The word was scarcely out of the clown's mouth ere Mrs. Crane herself
emerged from a side scene, and, putting off her bonnet, laid both hands
on the child's shoulders, and looked her in the face without speaking.
The child as firmly returned the gaze. Give that child a martyr's cause,
and in that frail body there would have been a martyr's soul. Arabella
Crane, not inexperienced in children, recognized a power of will stronger
than the power of brute force, in that tranquillity of eye, the spark of
calm light in its tender blue, blue, pure as the sky; light, steadfast as
the star.
"Leave her to me, all of you," said Mrs. Crane. "I will take her to your
private room, Mr. Rugge;" and she led the child away to a sort of recess,
room it could not be rightly called, fenced round with boxes and crates,
and containing the manager's desk and two stools.
"Sophy," then said Mrs. Crane, "you say you will not act unless your
grandfather be with you.
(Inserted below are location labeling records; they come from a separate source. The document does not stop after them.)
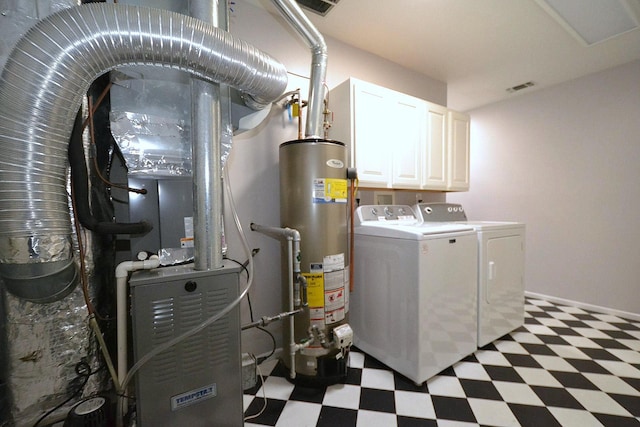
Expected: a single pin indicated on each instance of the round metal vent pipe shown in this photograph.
(309, 33)
(41, 88)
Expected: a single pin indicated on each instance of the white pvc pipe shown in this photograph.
(122, 275)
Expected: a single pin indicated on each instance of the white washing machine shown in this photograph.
(501, 249)
(414, 305)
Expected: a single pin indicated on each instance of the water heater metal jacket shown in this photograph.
(41, 88)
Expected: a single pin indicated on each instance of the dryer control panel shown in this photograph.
(440, 212)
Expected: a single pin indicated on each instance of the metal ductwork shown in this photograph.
(299, 21)
(41, 88)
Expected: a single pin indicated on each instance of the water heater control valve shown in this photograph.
(343, 336)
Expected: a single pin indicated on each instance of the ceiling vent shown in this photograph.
(521, 86)
(321, 7)
(594, 21)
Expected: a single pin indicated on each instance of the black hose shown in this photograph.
(80, 184)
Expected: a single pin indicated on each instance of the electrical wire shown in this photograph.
(264, 394)
(83, 370)
(251, 317)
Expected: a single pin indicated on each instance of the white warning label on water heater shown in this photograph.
(330, 190)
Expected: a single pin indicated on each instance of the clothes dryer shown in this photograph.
(501, 250)
(414, 304)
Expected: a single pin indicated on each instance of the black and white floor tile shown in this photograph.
(565, 367)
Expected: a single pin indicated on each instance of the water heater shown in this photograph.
(313, 200)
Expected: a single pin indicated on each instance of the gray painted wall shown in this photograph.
(565, 161)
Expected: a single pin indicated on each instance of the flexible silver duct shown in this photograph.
(41, 88)
(299, 21)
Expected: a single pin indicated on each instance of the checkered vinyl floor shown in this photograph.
(565, 367)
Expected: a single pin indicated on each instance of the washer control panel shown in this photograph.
(385, 213)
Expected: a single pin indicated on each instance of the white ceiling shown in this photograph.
(478, 47)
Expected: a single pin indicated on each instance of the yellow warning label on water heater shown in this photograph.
(315, 289)
(330, 190)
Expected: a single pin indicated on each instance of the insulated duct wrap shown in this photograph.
(41, 88)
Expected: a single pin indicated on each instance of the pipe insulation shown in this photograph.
(41, 88)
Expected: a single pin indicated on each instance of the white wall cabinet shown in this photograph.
(399, 141)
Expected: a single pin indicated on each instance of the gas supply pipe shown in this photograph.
(293, 250)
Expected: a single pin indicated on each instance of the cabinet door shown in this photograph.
(434, 169)
(458, 177)
(407, 141)
(373, 124)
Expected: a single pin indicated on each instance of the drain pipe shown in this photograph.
(293, 251)
(41, 88)
(299, 21)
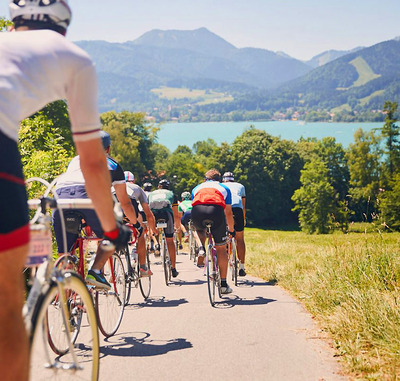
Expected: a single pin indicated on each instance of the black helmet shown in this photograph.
(164, 183)
(228, 176)
(105, 139)
(147, 187)
(185, 196)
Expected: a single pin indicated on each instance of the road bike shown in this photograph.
(62, 344)
(232, 258)
(193, 247)
(132, 274)
(161, 225)
(212, 269)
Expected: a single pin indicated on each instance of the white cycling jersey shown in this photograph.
(41, 66)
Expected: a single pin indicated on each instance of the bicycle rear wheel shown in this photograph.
(145, 282)
(211, 275)
(110, 304)
(81, 360)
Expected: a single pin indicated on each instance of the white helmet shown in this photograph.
(54, 12)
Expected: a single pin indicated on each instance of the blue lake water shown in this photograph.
(173, 134)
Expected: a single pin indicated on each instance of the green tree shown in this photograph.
(314, 200)
(390, 133)
(132, 138)
(364, 162)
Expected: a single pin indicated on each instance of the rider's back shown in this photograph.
(42, 66)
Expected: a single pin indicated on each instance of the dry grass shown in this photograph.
(349, 282)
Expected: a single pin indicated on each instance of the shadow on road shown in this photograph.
(234, 300)
(252, 283)
(137, 346)
(161, 301)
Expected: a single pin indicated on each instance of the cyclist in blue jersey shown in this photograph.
(239, 215)
(212, 200)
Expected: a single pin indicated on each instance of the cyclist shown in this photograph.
(212, 200)
(164, 205)
(153, 240)
(140, 201)
(185, 211)
(39, 66)
(239, 215)
(72, 185)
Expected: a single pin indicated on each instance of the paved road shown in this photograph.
(257, 333)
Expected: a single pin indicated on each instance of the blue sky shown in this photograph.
(300, 28)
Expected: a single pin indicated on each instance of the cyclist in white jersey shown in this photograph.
(39, 65)
(239, 215)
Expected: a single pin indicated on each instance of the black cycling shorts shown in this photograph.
(238, 217)
(186, 217)
(89, 215)
(165, 214)
(215, 213)
(14, 220)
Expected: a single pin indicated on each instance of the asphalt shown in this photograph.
(259, 332)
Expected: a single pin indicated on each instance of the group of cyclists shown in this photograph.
(38, 65)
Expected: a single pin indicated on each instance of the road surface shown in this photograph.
(258, 332)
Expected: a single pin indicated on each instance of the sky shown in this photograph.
(300, 28)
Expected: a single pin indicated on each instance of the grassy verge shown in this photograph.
(349, 282)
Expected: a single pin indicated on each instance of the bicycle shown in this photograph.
(54, 309)
(192, 242)
(110, 304)
(161, 225)
(132, 274)
(213, 275)
(233, 259)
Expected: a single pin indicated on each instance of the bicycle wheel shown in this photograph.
(110, 304)
(124, 255)
(145, 282)
(81, 360)
(211, 274)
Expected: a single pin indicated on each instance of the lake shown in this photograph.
(173, 134)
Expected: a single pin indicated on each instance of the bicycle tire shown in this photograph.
(166, 261)
(210, 275)
(124, 253)
(43, 364)
(145, 282)
(110, 304)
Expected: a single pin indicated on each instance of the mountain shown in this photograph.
(187, 58)
(359, 81)
(328, 56)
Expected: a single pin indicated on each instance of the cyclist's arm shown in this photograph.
(125, 201)
(229, 218)
(97, 180)
(149, 216)
(177, 221)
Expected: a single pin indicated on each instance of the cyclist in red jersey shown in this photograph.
(39, 65)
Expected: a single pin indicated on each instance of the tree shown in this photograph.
(314, 200)
(391, 133)
(364, 162)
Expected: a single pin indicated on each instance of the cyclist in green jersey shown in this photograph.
(164, 205)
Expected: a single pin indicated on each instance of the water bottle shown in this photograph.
(134, 255)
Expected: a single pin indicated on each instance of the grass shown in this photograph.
(351, 285)
(201, 96)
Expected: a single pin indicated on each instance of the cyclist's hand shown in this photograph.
(139, 228)
(119, 237)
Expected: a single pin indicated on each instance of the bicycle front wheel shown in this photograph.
(80, 360)
(110, 304)
(211, 275)
(145, 282)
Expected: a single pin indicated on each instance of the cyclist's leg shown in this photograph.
(239, 228)
(14, 238)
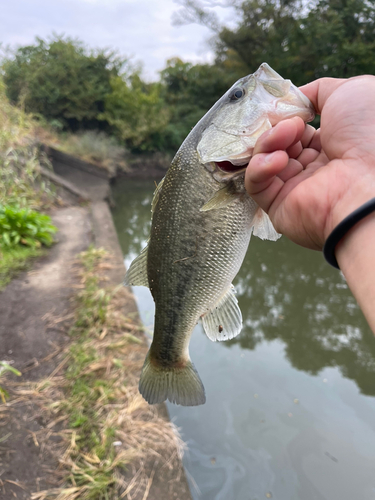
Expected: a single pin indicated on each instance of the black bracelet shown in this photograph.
(342, 228)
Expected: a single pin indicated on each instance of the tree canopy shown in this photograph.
(61, 80)
(67, 83)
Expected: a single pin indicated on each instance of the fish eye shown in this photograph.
(236, 94)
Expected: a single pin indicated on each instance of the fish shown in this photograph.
(202, 220)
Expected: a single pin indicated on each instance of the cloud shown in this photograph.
(138, 28)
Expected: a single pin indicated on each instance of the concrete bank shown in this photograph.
(89, 181)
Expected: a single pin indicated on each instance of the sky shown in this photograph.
(140, 29)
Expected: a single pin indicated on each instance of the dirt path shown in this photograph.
(32, 333)
(36, 311)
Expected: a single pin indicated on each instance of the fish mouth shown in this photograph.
(228, 167)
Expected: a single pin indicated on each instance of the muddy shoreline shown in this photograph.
(36, 310)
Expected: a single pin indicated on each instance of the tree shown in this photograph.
(189, 91)
(136, 112)
(61, 80)
(302, 41)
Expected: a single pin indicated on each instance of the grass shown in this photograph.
(95, 147)
(111, 436)
(14, 260)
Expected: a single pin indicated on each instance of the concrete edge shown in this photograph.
(60, 181)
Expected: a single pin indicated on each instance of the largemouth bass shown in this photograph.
(202, 220)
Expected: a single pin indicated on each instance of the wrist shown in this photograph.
(355, 254)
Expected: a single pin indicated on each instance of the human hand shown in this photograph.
(308, 180)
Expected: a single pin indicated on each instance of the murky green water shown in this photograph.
(290, 411)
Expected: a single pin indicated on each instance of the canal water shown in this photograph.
(290, 411)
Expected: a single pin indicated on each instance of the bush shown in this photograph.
(61, 80)
(96, 147)
(25, 226)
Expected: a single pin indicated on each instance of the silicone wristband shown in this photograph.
(341, 229)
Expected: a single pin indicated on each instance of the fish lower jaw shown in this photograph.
(228, 169)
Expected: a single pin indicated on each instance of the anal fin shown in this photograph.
(136, 275)
(263, 227)
(224, 320)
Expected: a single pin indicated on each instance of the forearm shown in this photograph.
(355, 254)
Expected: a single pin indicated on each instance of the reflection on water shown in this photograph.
(289, 413)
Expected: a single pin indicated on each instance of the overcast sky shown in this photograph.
(139, 28)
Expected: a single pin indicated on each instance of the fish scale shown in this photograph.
(202, 220)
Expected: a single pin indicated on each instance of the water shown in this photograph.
(290, 411)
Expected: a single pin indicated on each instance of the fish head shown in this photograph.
(251, 106)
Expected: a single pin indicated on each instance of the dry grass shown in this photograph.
(111, 440)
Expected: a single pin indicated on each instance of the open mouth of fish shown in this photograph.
(229, 167)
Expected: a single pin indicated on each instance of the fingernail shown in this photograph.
(268, 158)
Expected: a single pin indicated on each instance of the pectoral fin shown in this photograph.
(224, 320)
(220, 199)
(263, 227)
(156, 195)
(137, 272)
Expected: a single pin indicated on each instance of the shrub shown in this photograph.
(24, 226)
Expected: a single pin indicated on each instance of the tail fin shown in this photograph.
(180, 385)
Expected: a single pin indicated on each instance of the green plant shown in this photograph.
(5, 367)
(24, 226)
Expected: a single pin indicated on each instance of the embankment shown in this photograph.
(36, 311)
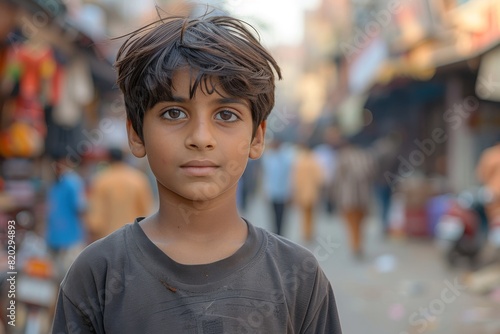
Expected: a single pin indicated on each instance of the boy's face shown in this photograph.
(197, 148)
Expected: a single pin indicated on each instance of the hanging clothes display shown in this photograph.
(31, 73)
(64, 120)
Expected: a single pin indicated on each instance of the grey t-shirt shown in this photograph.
(125, 284)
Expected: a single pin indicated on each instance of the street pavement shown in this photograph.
(401, 286)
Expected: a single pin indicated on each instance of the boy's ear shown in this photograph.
(135, 142)
(258, 141)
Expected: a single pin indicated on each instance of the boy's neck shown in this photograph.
(197, 232)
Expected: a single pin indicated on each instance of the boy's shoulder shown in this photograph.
(106, 250)
(288, 252)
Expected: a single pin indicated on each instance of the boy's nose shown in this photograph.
(200, 136)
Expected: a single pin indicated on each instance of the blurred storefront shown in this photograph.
(428, 70)
(56, 81)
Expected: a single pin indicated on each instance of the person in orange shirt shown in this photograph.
(118, 195)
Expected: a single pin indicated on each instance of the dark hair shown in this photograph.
(220, 50)
(115, 154)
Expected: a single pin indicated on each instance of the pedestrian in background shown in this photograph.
(118, 194)
(307, 179)
(326, 154)
(385, 151)
(488, 174)
(353, 187)
(277, 163)
(66, 204)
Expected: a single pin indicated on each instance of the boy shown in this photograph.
(197, 94)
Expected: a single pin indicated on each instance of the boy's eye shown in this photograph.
(174, 114)
(227, 116)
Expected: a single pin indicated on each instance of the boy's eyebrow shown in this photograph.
(222, 100)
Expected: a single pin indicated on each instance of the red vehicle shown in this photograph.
(460, 230)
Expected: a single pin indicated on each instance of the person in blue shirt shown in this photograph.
(66, 204)
(277, 163)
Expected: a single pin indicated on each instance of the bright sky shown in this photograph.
(283, 17)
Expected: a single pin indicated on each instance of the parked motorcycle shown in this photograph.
(460, 230)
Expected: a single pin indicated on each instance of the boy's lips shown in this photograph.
(199, 167)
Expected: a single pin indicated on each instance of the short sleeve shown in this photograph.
(322, 316)
(69, 319)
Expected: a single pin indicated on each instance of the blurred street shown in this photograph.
(400, 287)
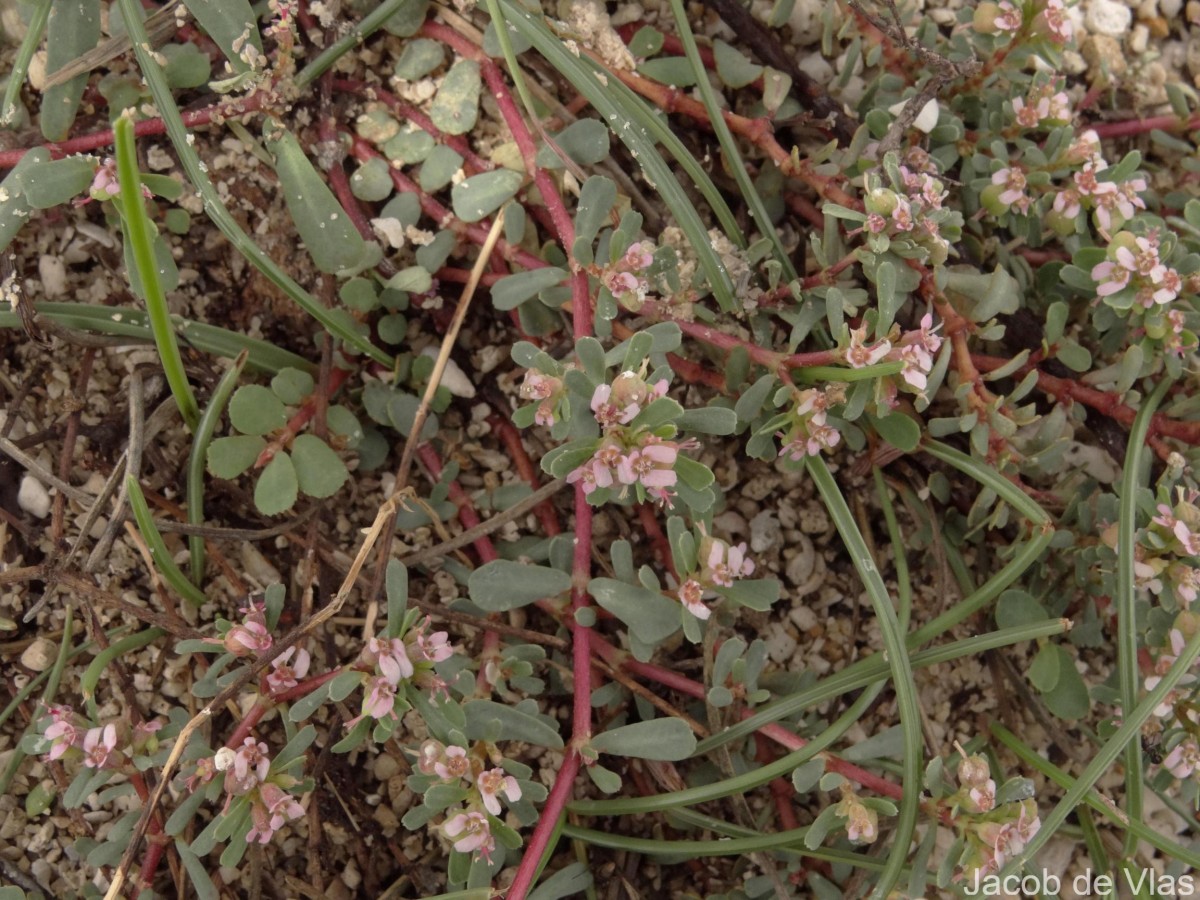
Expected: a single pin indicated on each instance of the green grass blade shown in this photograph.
(730, 147)
(215, 207)
(162, 559)
(1093, 799)
(900, 669)
(37, 19)
(135, 324)
(738, 784)
(640, 130)
(198, 457)
(1129, 682)
(138, 228)
(1108, 754)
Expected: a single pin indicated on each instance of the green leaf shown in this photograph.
(51, 184)
(899, 430)
(489, 720)
(228, 457)
(292, 385)
(1045, 669)
(228, 23)
(372, 181)
(319, 471)
(666, 739)
(331, 239)
(276, 489)
(255, 409)
(585, 142)
(648, 613)
(733, 69)
(504, 585)
(439, 168)
(483, 195)
(456, 106)
(708, 420)
(511, 291)
(419, 58)
(72, 30)
(396, 588)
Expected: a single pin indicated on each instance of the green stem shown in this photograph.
(215, 207)
(198, 457)
(137, 227)
(1127, 619)
(900, 667)
(162, 558)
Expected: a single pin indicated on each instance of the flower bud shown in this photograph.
(984, 21)
(881, 201)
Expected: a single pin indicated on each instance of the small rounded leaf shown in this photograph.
(319, 472)
(228, 457)
(276, 489)
(255, 409)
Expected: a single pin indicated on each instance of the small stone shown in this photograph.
(454, 379)
(1139, 39)
(39, 655)
(1108, 17)
(34, 498)
(1104, 53)
(765, 532)
(385, 766)
(53, 274)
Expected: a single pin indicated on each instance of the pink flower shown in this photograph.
(249, 637)
(99, 747)
(281, 805)
(285, 676)
(859, 355)
(1183, 759)
(726, 562)
(492, 784)
(65, 732)
(454, 765)
(251, 762)
(653, 466)
(691, 594)
(471, 833)
(430, 648)
(1110, 277)
(1009, 18)
(1013, 180)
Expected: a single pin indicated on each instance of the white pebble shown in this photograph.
(34, 498)
(39, 655)
(765, 532)
(1108, 17)
(454, 379)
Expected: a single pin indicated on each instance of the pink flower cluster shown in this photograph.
(547, 391)
(103, 747)
(247, 774)
(629, 457)
(1113, 204)
(395, 660)
(627, 280)
(469, 828)
(1041, 107)
(720, 565)
(810, 433)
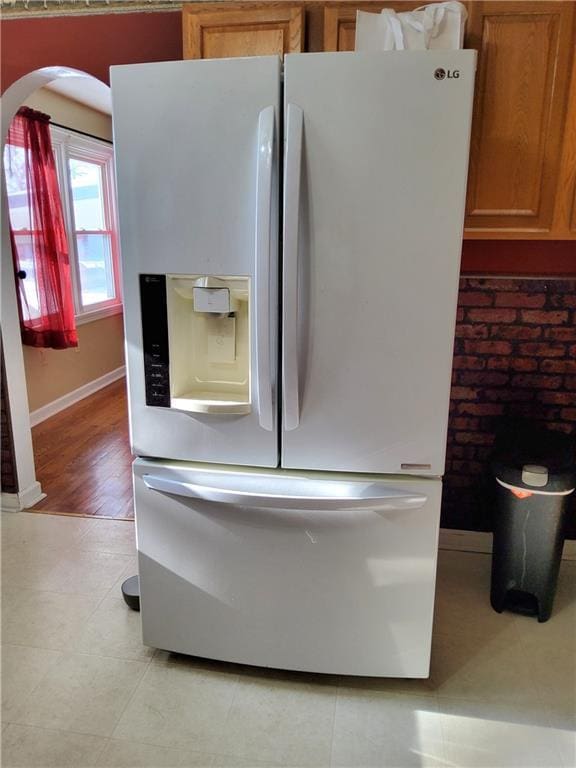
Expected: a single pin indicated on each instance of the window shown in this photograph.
(86, 177)
(21, 215)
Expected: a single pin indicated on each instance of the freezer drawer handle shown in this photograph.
(264, 167)
(384, 500)
(292, 173)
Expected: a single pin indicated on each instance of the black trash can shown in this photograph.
(535, 473)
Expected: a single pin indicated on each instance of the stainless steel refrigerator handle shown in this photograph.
(264, 175)
(292, 173)
(390, 501)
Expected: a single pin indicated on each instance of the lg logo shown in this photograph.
(450, 74)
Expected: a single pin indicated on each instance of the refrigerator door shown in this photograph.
(197, 171)
(304, 571)
(375, 181)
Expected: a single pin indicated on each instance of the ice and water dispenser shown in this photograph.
(196, 338)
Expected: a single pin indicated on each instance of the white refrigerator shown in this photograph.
(290, 241)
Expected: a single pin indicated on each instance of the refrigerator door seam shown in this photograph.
(264, 164)
(292, 174)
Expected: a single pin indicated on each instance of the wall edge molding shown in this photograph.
(481, 541)
(61, 403)
(35, 9)
(16, 502)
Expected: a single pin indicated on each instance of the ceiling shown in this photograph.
(86, 90)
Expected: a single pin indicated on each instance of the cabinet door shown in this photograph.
(340, 21)
(565, 212)
(522, 82)
(225, 30)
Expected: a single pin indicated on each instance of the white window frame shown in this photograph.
(68, 144)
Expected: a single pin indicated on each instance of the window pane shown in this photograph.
(96, 271)
(31, 302)
(17, 187)
(87, 194)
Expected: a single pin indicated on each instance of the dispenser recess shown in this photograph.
(197, 357)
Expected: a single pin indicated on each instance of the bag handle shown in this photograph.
(391, 17)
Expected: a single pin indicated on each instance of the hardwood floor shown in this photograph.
(83, 457)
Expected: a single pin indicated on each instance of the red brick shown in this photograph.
(560, 334)
(463, 393)
(464, 423)
(492, 315)
(543, 317)
(471, 332)
(499, 363)
(474, 438)
(543, 349)
(488, 347)
(523, 364)
(536, 381)
(493, 284)
(523, 300)
(480, 409)
(468, 363)
(508, 395)
(473, 299)
(459, 481)
(482, 378)
(561, 427)
(468, 467)
(557, 398)
(564, 300)
(558, 366)
(516, 332)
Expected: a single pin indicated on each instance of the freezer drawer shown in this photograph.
(304, 571)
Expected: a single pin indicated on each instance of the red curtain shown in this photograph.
(38, 235)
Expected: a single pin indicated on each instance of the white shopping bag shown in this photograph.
(439, 25)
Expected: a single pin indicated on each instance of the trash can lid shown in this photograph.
(529, 456)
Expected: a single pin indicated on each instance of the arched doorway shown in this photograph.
(29, 490)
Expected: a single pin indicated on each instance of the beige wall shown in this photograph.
(52, 373)
(71, 114)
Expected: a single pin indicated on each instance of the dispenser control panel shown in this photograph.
(155, 340)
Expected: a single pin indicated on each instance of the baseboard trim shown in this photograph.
(16, 502)
(481, 541)
(61, 403)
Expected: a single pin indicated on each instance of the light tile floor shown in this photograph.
(79, 688)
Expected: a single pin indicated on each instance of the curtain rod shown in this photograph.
(83, 133)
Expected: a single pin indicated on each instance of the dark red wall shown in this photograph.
(514, 357)
(91, 43)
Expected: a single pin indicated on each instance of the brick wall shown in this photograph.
(514, 355)
(8, 479)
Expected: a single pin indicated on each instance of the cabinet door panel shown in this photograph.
(222, 30)
(524, 58)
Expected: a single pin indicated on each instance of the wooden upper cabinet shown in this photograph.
(522, 84)
(223, 30)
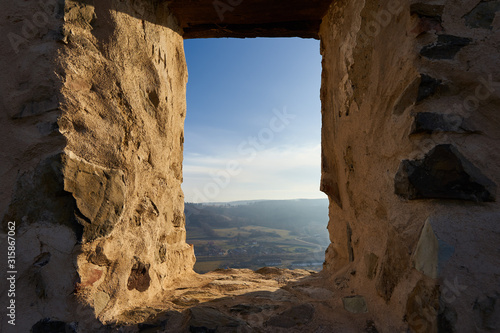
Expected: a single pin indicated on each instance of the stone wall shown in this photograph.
(410, 135)
(94, 115)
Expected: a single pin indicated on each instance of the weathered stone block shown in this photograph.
(296, 316)
(446, 47)
(99, 195)
(428, 122)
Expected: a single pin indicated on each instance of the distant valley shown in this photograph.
(254, 234)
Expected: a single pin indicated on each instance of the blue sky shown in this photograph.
(253, 119)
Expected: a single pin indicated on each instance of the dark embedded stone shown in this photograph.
(206, 319)
(428, 122)
(249, 18)
(487, 312)
(139, 278)
(370, 327)
(48, 326)
(36, 108)
(371, 262)
(428, 87)
(297, 316)
(394, 267)
(482, 15)
(425, 9)
(444, 173)
(446, 47)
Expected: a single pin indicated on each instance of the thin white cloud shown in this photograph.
(284, 172)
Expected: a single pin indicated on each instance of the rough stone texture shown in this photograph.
(390, 67)
(92, 158)
(444, 173)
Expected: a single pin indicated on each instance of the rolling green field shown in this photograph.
(234, 237)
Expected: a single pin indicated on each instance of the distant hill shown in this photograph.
(291, 215)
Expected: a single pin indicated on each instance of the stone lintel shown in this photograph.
(249, 18)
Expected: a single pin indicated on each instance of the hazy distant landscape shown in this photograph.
(253, 234)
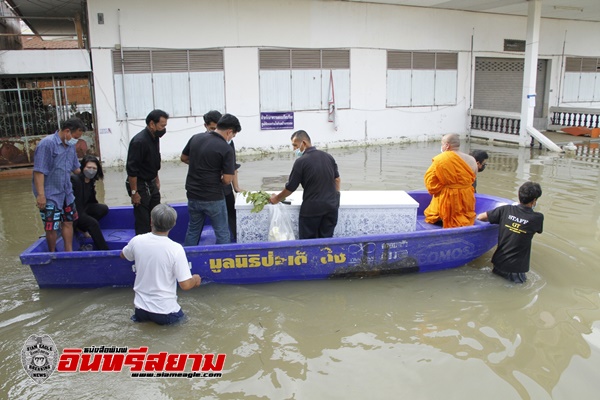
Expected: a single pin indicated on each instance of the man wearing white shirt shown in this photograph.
(160, 263)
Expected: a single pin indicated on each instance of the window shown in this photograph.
(181, 82)
(421, 78)
(296, 80)
(582, 79)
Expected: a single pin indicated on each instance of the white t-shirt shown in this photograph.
(160, 263)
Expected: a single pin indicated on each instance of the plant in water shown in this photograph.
(258, 199)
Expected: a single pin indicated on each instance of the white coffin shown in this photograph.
(361, 213)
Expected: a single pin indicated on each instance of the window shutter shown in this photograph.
(274, 59)
(206, 60)
(306, 59)
(589, 64)
(573, 64)
(335, 59)
(447, 61)
(169, 61)
(423, 60)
Now, hear me. You know that I have been always
stern and hard with you. I never professed to love you,--nor do I. But
you have not found me untruthful. When I say a thing seriously, as I am
speaking now, you may believe me. Act to-night, and I will promise you
faithfully that I will either bring your grandfather here, or I will
order it so that you shall be restored to him. If you refuse, I make no
threat, but I shall leave this place; and my belief is that you will be
your grandfather's death."
"His death! his death! I!"
"By first dying yourself. Oh, you smile; you think it would be happiness
to die. What matter that the old man you profess to care for is broken-
hearted! Brat, leave selfishness to boys: you are a girl! suffer!"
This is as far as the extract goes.